Patience pays off for Manatee High grad in search of blackfin tuna
With weekly fronts now blowing across the Gulf of Mexico, anglers are struggling to find opportunities to venture offshore for their favorite species. Sometimes a small window will send anglers charging offshore, even if it means doing so in boats that are not the best for offshore fishing.
Captain Troy Snyder, a Bradenton native, runs inshore charters aboard a 24-foot Carolina Skiff.
The flat-bodied skiff is more at home on the inshore flats than anywhere else, but Snyder had a desire to get offshore and took the chance last Sunday.

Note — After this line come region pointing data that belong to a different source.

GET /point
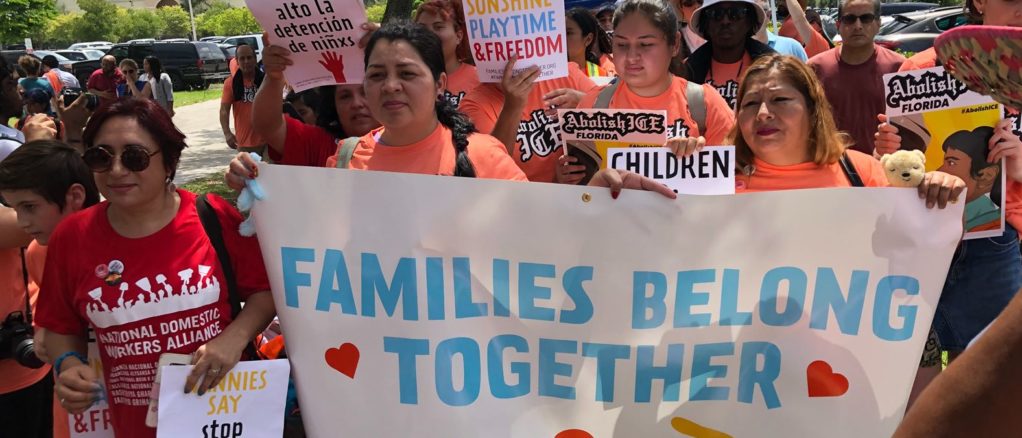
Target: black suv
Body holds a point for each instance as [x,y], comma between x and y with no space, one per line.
[190,64]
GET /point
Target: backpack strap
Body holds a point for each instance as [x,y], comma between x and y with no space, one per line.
[345,151]
[603,99]
[696,96]
[211,223]
[849,171]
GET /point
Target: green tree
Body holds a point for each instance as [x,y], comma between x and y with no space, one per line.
[99,19]
[176,21]
[137,23]
[25,18]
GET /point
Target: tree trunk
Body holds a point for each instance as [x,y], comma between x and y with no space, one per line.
[397,9]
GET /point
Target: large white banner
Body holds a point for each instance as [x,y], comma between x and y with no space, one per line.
[433,306]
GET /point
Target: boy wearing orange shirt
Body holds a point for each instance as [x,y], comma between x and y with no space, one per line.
[44,182]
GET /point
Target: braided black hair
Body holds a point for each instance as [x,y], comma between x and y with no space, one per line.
[427,44]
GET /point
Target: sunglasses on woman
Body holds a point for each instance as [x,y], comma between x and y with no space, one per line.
[850,18]
[733,12]
[133,158]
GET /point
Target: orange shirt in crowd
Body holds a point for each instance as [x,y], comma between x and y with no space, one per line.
[462,81]
[816,46]
[726,78]
[35,260]
[242,112]
[1013,193]
[433,155]
[607,63]
[12,296]
[719,118]
[539,138]
[809,175]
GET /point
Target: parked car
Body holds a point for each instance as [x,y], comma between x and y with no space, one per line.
[916,32]
[190,64]
[98,45]
[81,55]
[65,64]
[254,41]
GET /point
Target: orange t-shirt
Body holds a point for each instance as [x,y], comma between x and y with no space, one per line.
[12,295]
[35,260]
[433,155]
[925,59]
[462,81]
[719,118]
[726,78]
[539,134]
[242,110]
[607,63]
[809,175]
[816,46]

“When it’s relatively good weather, we go for it,” Snyder said. “It wasn’t that great since seas were built from the wind we had the previous days before. We were going about 15 miles per hour straight into it. Big rollers, very inconvenient.
“It was a long, miserable ride out there, but we never thought about turning around.”

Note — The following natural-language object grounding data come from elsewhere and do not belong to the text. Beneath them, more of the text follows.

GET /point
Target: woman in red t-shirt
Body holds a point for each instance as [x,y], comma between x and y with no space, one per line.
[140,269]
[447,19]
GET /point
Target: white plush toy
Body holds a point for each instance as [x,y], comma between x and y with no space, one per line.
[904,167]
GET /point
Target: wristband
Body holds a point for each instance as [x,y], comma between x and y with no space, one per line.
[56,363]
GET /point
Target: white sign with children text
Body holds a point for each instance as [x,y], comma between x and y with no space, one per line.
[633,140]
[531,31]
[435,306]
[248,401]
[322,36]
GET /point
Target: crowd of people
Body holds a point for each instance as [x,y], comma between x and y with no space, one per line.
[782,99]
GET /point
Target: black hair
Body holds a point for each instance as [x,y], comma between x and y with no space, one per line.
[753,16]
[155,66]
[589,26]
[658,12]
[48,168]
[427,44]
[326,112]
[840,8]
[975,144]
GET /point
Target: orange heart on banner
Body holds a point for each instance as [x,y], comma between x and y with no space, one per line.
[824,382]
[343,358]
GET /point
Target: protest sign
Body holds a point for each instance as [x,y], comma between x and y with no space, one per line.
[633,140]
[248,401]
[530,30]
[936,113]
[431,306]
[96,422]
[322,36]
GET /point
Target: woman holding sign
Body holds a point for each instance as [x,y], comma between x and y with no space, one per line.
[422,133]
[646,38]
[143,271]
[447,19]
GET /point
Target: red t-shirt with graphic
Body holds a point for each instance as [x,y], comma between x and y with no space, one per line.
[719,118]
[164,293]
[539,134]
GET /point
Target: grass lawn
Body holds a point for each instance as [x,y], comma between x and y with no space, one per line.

Snyder, with friends Kevin Garza and Austin Hailey, caught bait early in the morning at the Skyway. At 7:30 a.m., they began the trek offshore, where a run of more than two hours put them about 35 miles from the coast. When they arrived at Snyder’s destination, a wreck, two boats were already there.
“I didn’t want to just run up on them,” the Manatee High graduate said. “We went to grouper and snapper fish about two miles away and kept an eye on the boats. We were able to get two keeper grouper and a dozen or so snapper while we waited.”
After waiting about an hour, the boats left and Snyder worked his way over to the wreck. He wanted blackfin tuna, but before they would arrive, out-of-season amberjack made fishing a bit inconvenient.
“We caught probably 10,000 AJs,” Snyder said sarcastically. “We had almost given up, they were angering us. Finally Kevin hooked into something that ran away from the wreck as opposed to into the wreck. I started chumming like crazy after that.”
Garza worked his fish to the boat, and it was their target. The first blackfin was put on ice, and Snyder was soon hooked up to one of his own.
“I threw my bait and it must have landed right on a tuna,” Snyder said. “It was hooked on only 30pound leader and took a run of 250 yards that had me in the backing. I cranked the drag down a little bit and finally gained some line on it.”
After a lengthy battle, their second tuna was in the boat. A third was soon hooked on a topwater but found its way off.
“I was happy with one, so two was a bonus,” Snyder said. “We were stoked. I can’t wait to get back out there, but it doesn’t look like that might happen for a bit.”
Troy Snyder poses with two tuna caught 35 miles offshore in his 24-foot Carolina Skiff.